Consistency between Table 23 and Fig 3

Question

Consistency between Table 23 and Fig 3

mingtan2 opened this issue a year ago · comments

Hi Team,

I have a question about the consistency between Table 23 CLIP-L14 results and Fig 3 avg CLIP-L14 results. In Table 23, the average results of both CLIP-L14 30% and 40% have the same maximum 0.520, but, in Fig 3, the large-CLIP-L14 30% setting has a lower performance than 40%. Please correct me if I wrongly interpret the table or figure. Thanks!

Alex Fang · Answer 1 · Mon Jun 05 2023 07:55:43 GMT+0800 (China Standard Time)

In figure 3, the orange dashed line that goes from 20% to ~40% is randomly subsetting at the large scale. CLIP thresholding at the large scale is represented by the orange solid lines. So the 30% setting comes from the x-axis, and when looking at the corresponding point for CLIP-L14, the right side plot in figure 3 has a y-axis value of over 50%, which is consistent with the table.

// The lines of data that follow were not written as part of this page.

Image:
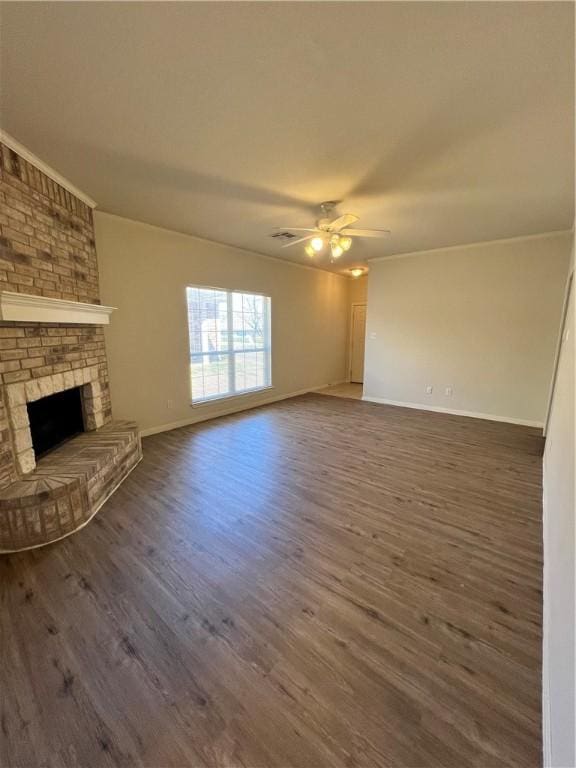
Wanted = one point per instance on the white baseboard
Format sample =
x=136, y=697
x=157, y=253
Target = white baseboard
x=235, y=406
x=453, y=412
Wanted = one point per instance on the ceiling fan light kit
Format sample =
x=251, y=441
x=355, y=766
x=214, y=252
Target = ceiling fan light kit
x=332, y=232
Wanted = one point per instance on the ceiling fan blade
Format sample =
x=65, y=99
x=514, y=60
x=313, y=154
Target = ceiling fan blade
x=366, y=232
x=297, y=229
x=300, y=240
x=342, y=221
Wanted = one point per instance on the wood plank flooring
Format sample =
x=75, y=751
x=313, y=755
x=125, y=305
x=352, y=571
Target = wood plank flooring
x=317, y=583
x=349, y=389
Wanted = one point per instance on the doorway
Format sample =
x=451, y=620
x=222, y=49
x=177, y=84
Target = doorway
x=357, y=342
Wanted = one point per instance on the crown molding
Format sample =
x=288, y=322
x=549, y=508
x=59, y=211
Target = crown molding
x=478, y=244
x=23, y=307
x=30, y=157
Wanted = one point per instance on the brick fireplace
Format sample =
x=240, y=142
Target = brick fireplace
x=48, y=260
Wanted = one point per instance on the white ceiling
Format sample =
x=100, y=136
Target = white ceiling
x=447, y=123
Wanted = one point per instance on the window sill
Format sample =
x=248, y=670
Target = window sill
x=235, y=396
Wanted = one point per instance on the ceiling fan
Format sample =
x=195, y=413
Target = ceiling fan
x=334, y=232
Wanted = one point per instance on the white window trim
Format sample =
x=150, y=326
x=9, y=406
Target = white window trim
x=205, y=401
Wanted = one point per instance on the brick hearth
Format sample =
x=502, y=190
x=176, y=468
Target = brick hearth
x=47, y=248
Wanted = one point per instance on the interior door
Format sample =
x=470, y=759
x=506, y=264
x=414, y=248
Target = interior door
x=357, y=341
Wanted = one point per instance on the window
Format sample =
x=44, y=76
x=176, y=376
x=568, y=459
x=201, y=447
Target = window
x=229, y=342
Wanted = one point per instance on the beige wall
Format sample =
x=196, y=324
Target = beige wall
x=482, y=319
x=559, y=531
x=144, y=271
x=358, y=289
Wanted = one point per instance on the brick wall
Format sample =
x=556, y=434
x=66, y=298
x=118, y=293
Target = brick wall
x=47, y=248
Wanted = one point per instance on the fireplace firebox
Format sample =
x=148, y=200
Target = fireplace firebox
x=55, y=419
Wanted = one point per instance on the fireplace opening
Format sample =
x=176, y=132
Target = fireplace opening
x=55, y=419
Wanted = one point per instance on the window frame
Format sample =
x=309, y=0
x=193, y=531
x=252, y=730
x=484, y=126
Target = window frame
x=231, y=353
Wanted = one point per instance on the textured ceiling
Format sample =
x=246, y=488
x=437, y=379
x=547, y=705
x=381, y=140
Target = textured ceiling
x=447, y=123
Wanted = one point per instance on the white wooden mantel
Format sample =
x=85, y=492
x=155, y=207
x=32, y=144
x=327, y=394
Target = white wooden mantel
x=24, y=308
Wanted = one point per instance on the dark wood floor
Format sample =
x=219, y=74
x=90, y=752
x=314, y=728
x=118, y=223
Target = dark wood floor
x=317, y=583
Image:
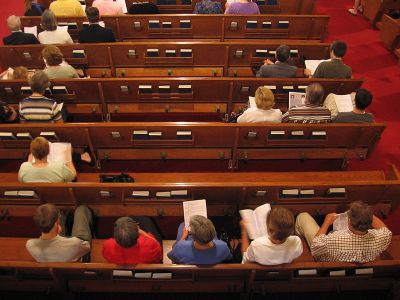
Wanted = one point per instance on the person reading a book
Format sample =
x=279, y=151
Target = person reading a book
x=362, y=239
x=199, y=245
x=278, y=245
x=39, y=169
x=311, y=112
x=264, y=111
x=52, y=245
x=136, y=241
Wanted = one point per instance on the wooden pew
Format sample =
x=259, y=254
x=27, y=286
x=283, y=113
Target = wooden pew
x=212, y=59
x=169, y=99
x=209, y=27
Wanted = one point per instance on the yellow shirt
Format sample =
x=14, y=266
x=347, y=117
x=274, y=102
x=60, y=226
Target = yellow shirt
x=67, y=8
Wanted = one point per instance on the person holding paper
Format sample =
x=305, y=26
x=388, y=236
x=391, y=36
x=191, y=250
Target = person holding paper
x=134, y=242
x=363, y=99
x=17, y=37
x=363, y=241
x=199, y=244
x=264, y=111
x=94, y=33
x=39, y=169
x=51, y=34
x=279, y=246
x=281, y=68
x=52, y=245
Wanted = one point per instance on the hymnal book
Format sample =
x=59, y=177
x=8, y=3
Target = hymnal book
x=343, y=103
x=192, y=208
x=256, y=220
x=296, y=99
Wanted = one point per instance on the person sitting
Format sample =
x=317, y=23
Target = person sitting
x=264, y=112
x=53, y=246
x=108, y=7
x=312, y=112
x=94, y=33
x=7, y=113
x=208, y=7
x=334, y=68
x=39, y=169
x=242, y=7
x=52, y=35
x=281, y=68
x=200, y=245
x=67, y=8
x=363, y=99
x=143, y=8
x=280, y=246
x=17, y=37
x=56, y=67
x=136, y=240
x=365, y=238
x=33, y=9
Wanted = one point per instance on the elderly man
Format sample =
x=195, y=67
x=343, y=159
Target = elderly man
x=17, y=37
x=365, y=238
x=311, y=112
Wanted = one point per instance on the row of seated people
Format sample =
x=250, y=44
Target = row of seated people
x=137, y=240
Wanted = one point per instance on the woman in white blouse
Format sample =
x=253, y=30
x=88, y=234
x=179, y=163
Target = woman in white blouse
x=264, y=112
x=52, y=35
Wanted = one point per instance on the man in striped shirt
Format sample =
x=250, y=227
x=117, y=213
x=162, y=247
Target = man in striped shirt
x=365, y=238
x=312, y=112
x=37, y=107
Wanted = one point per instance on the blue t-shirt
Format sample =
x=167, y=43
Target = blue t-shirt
x=185, y=253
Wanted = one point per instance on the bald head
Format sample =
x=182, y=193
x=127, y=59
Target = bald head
x=14, y=23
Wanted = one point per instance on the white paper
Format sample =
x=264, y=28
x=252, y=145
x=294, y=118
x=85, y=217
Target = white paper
x=296, y=99
x=32, y=30
x=343, y=103
x=341, y=222
x=312, y=64
x=256, y=221
x=123, y=5
x=192, y=208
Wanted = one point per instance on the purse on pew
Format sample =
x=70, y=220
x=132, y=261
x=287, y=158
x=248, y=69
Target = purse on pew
x=116, y=178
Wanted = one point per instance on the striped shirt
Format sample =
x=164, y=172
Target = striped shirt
x=39, y=109
x=344, y=245
x=307, y=114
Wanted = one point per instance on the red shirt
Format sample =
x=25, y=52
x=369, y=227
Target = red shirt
x=146, y=250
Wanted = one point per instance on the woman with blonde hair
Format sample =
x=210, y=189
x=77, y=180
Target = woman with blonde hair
x=264, y=111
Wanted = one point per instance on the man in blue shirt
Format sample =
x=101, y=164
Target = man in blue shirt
x=200, y=245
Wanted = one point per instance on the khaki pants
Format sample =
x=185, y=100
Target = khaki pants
x=306, y=227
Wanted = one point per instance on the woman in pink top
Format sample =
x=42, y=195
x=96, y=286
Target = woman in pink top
x=108, y=7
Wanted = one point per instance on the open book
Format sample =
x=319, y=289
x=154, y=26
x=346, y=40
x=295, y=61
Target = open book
x=256, y=220
x=192, y=208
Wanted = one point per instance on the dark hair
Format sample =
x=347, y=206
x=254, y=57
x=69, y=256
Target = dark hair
x=280, y=223
x=314, y=93
x=360, y=216
x=126, y=232
x=39, y=82
x=45, y=217
x=339, y=48
x=283, y=53
x=93, y=14
x=363, y=99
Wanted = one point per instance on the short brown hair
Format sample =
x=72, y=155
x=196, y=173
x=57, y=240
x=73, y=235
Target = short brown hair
x=360, y=216
x=280, y=223
x=45, y=217
x=49, y=20
x=264, y=98
x=53, y=55
x=40, y=147
x=39, y=82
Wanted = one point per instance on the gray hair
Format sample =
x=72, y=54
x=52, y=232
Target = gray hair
x=14, y=23
x=202, y=229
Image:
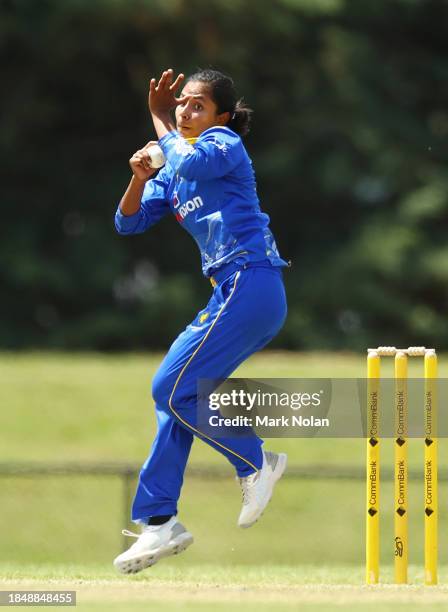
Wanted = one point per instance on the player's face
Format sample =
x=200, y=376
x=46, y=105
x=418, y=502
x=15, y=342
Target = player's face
x=198, y=112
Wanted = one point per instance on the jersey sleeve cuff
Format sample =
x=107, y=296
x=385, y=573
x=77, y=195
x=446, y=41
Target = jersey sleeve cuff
x=126, y=223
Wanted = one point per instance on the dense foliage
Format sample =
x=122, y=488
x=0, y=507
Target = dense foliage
x=348, y=141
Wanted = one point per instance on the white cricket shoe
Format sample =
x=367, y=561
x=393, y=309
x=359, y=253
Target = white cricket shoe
x=258, y=487
x=153, y=543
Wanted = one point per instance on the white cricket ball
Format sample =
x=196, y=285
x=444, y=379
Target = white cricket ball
x=156, y=156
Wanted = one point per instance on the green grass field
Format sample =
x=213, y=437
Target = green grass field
x=65, y=530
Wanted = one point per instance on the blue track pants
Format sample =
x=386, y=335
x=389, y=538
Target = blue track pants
x=245, y=311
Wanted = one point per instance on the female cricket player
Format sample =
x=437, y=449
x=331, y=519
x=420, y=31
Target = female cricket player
x=208, y=184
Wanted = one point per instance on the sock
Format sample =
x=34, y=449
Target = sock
x=159, y=520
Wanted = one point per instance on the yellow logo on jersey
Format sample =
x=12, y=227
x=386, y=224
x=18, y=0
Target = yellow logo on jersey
x=204, y=317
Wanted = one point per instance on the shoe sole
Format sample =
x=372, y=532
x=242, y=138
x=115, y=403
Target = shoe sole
x=142, y=561
x=277, y=474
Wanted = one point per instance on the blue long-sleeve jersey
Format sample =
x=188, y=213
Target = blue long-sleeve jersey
x=210, y=188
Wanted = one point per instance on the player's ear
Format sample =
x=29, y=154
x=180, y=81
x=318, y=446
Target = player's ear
x=223, y=118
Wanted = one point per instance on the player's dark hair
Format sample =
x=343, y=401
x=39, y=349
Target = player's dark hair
x=223, y=93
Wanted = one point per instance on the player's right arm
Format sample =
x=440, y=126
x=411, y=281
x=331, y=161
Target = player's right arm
x=144, y=201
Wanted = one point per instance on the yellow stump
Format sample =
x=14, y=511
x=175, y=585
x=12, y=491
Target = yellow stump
x=431, y=485
x=401, y=469
x=373, y=470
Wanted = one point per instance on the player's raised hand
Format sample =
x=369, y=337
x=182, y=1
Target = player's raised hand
x=140, y=163
x=162, y=94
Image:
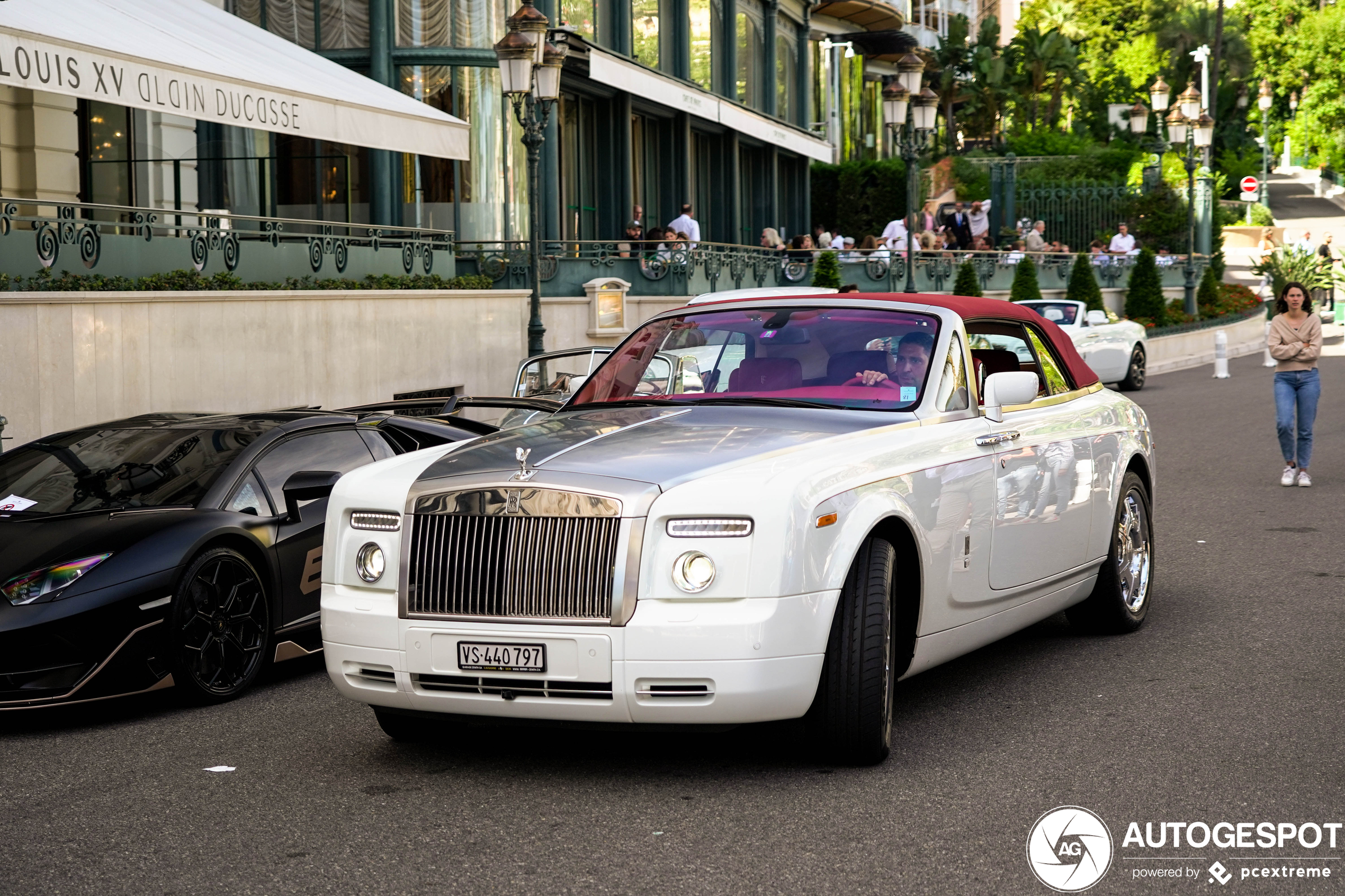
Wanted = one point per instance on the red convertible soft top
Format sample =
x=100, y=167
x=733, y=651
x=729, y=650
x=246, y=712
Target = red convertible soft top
x=972, y=310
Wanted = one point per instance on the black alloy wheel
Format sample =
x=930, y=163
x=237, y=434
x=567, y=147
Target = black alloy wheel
x=1136, y=373
x=850, y=719
x=1121, y=600
x=221, y=627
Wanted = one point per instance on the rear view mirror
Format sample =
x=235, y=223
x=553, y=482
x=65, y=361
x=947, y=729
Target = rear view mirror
x=1009, y=387
x=307, y=485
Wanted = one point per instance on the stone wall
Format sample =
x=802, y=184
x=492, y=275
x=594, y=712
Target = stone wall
x=71, y=359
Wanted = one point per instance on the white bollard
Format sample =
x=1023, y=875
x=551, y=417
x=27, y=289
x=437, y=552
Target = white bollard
x=1221, y=355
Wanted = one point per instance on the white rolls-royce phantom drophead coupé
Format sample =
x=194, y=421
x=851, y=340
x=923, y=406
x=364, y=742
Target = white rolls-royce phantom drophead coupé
x=817, y=497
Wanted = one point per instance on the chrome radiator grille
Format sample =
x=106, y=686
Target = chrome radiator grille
x=506, y=566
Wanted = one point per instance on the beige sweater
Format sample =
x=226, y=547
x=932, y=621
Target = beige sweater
x=1296, y=350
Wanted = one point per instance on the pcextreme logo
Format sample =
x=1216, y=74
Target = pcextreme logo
x=1070, y=849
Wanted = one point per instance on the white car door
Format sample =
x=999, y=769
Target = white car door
x=1043, y=470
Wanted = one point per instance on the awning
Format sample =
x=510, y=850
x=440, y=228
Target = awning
x=193, y=59
x=651, y=85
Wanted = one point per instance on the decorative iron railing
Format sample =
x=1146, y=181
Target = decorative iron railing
x=132, y=242
x=566, y=266
x=653, y=270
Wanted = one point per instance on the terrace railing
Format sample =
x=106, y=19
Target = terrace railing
x=566, y=266
x=133, y=242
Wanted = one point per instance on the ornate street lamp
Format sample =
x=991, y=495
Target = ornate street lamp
x=1196, y=136
x=1265, y=100
x=911, y=120
x=531, y=77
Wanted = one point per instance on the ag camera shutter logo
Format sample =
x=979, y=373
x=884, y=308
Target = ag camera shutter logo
x=1070, y=849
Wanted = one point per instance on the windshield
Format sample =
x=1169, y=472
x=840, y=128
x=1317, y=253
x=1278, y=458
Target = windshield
x=1059, y=313
x=112, y=468
x=853, y=358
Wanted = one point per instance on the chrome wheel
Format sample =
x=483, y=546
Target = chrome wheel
x=1134, y=557
x=222, y=624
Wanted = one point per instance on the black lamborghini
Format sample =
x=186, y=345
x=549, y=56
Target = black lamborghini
x=182, y=550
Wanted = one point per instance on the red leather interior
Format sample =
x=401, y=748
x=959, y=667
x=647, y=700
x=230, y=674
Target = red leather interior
x=766, y=375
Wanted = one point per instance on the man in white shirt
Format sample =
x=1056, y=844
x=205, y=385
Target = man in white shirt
x=1124, y=242
x=1036, y=240
x=980, y=221
x=896, y=230
x=684, y=223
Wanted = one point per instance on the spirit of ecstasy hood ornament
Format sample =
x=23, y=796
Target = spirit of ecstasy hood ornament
x=525, y=473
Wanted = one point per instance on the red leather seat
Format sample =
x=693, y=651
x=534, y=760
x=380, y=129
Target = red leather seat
x=766, y=375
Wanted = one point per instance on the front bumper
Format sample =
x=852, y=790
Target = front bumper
x=677, y=662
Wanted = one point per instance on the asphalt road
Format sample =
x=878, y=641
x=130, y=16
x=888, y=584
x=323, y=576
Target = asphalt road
x=1224, y=707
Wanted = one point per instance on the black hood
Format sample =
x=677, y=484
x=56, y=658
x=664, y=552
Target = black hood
x=662, y=445
x=35, y=543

mingtan2 · Answer 2 · Tue Jun 06 2023 00:34:17 GMT+0800 (China Standard Time)

@afang-story Thanks for your reply.

I am not sure if we are talking about the same numbers. To be more clear, what I mentioned above are:

In Table 23, "CLIP L14 score top 30%" and "CLIP L14 score top 40%" have the same avg performance 0.520.
In Fig 3 right, the red-solid-box_marked line shows 30% is worse than 40%. See the figure below.

Alex Fang · Answer 3 · Tue Jun 06 2023 02:17:05 GMT+0800 (China Standard Time)

Thanks for catching this - the numbers in the table were correct. We have updated versions of both that will be in the next revision to also reflect the changes mentioned here #18 (comment).

mingtan2 · Answer 4 · Thu Jun 15 2023 06:50:18 GMT+0800 (China Standard Time)

@afang-story One more question, is it allowed to use non face-blurred images by setting skip_bbox_blurring=True in download_upstream.py? Thanks.

Alex Fang · Answer 5 · Fri Jun 16 2023 14:26:09 GMT+0800 (China Standard Time)

You should do face-blurring at some point in the pipeline